Column: The Miracles of March

Connor McHugh, Sports Editor

Editor’s Note: Katie Dalton suffered a concussion and was unable to write her column this month. She will resume in April.

March is a time of change. 

The leaves are returning to trees, heavy rain replaces bitter snow, and the weather is finally becoming tolerable. 

March also brings the best basketball you will ever see. March Madness is an event in this country like no other. It captures the undivided attention of sports fans everywhere for an entire month. In Naperville Central, teachers have been showing games to their classes, productivity is at an all-time low, but I wouldn’t want it any other way. Where else would you be able to see universities with fewer students enrolled than Central, upsetting some of the most decorated college basketball programs of all time? 

Take this year’s Cinderella story: St. Peters, a small Jesuit, private college in New Jersey with just under 2,500 students, ranked the15th seed in this year’s tournament. For those of you who don’t keep up with March Madness, 15th seeds are expected to lose. Badly. Their first round was against the  second seed. , and most expected the higher ranked team to assert their dominance. But St. Peters did the seemingly impossible. 

This year, St. Peters took down Kentucky, one of the most respected teams in college basketball history, and proved all expectations wrong. It’s what’s considered a “bracket buster.” 

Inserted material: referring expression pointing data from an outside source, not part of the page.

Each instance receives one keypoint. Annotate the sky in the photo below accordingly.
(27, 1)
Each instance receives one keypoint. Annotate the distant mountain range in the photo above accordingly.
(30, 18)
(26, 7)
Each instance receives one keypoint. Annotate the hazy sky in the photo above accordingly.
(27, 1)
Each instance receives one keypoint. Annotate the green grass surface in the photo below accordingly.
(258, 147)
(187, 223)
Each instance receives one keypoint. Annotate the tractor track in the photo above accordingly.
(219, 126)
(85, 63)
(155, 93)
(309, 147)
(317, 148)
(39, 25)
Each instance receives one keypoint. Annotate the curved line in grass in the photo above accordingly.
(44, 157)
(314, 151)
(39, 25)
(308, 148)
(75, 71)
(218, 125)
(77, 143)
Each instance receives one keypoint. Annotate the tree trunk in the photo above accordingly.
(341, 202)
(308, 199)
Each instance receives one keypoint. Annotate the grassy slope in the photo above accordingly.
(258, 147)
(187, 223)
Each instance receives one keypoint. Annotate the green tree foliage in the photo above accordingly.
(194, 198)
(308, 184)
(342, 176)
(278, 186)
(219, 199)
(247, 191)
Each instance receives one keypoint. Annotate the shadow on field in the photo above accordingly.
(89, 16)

Every year, millions upon millions of tournament brackets are filled out by people who think it’s their year to achieve the impossible: a perfect bracket. To an outsider, a perfect bracket might seem like a plausibly obtainable feat. But, it is virtually impossible. Warren Buffet has even offered one billion dollars to anyone who gets a perfect bracket.  Why not play the odds and fill out a ludicrous amount of brackets in hopes of increasing your chances? No matter how many brackets one may fill out, the odds are never in their favor. It has been calculated that the odds of getting a perfect bracket are one in 9.2 quintillion. You would be more likely to be hit by a falling satellite and struck by lightning on the same day. That’s what’s so great about this tournament. It lets people hope that they might obtain something impossible based on their intelligence alone. No random numbers to pick, no luck of the draw, it’s all on you. Rather, it’s all on the teams. March is a time when the success of one team is juxtaposed perfectly with the failures of another. 

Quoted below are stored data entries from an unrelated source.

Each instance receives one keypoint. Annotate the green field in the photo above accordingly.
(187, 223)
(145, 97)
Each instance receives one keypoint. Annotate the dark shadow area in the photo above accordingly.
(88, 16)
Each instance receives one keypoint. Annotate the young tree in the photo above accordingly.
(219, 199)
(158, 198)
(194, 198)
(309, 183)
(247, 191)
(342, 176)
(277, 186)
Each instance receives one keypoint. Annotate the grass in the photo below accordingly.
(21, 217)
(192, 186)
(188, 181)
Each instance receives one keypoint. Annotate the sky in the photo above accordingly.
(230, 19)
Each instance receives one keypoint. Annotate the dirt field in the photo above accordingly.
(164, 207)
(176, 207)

On the other side of the St. Peters miracle win, there is the absolute heartbreak of Kentucky. People forget that these players are only a couple of years older than us at most. Some as young as 18 are fighting to achieve their lifelong dream. Every time one team gets closer, another team is walking to the locker room filled with shame and sadness. It teaches these hungry players at a young age how to handle defeat gracefully and come back even more driven. March fulfills dreams. March crushes dreams. March teaches tenacity. March is here.